Some of the important issues raised by the investigator are as follows:

The said boat was insured with the answering respondent for the first time on 19.12.1989 for a period of three months and thereafter it was further renewed for three months on 19.3.1990 and the sinking took place within ten days of the second quarter of the policy. The complainant defaulted to the Bank and to the Port Trust on a regular basis. The said boat conducted fishing operations all through at Vishakhapatnam until 31.1.1990. The fishing operations were shifted to Byravapalem thereafter. This was quite unnatural as it is an admitted case of the insured that the business is looked after by her husband who is an employee of SAIL at Vishakhapatnam working as Crane Helper in the Equipment Section.
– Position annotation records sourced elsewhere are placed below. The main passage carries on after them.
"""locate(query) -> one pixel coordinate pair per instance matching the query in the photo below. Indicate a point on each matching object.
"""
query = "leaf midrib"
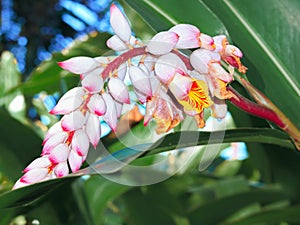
(265, 47)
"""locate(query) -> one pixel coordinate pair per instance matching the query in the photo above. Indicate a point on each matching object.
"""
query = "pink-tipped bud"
(220, 42)
(55, 140)
(118, 90)
(162, 43)
(167, 66)
(110, 117)
(80, 142)
(116, 44)
(52, 131)
(180, 86)
(67, 105)
(188, 36)
(140, 80)
(73, 121)
(119, 24)
(93, 82)
(232, 50)
(122, 70)
(59, 154)
(34, 175)
(75, 161)
(79, 64)
(219, 72)
(207, 42)
(92, 129)
(119, 107)
(97, 105)
(61, 170)
(42, 162)
(201, 58)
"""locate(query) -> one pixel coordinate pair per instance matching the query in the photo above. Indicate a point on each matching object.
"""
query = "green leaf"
(27, 195)
(50, 77)
(224, 207)
(289, 215)
(9, 77)
(111, 163)
(161, 15)
(94, 194)
(192, 138)
(268, 41)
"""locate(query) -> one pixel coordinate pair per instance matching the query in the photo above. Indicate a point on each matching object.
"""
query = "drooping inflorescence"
(171, 85)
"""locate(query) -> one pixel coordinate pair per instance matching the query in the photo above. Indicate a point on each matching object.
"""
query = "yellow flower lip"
(197, 98)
It would not have been possible for the husband of the insured to have managed the business outside Vishakhapatnam being employed there. The reasons for shifting the fishing operations can only be to manipulate the sinking and to fabricate evidence which otherwise would have been difficult at Vishakhapatnam. The driver of the insured boat and that of the rescue boat were not produced before the investigator. The statement of the driver of the insured boat and the driver of the rescue boat had many contradictions. The anonymous letter dated 6.2.1990 received by the Branch Office, Kakinada was specific and the facts appeared realistic as the boat in fact allegedly sank on 27.3.1990. The informer had specific knowledge about the plans hatched by the insured for sinking of the boat as the particular given in the letter totally matched with the facts of the case. Thus, it can very well be said that it was not an accident but was a premeditated and predetermined plan.

11. In view of the above analysis we have all the reasons to doubt the veracity of the complaint of the complainant that the vessel had sunk at Byravapalem. Accordingly, the appeal is dismissed. There shall be no order as to costs.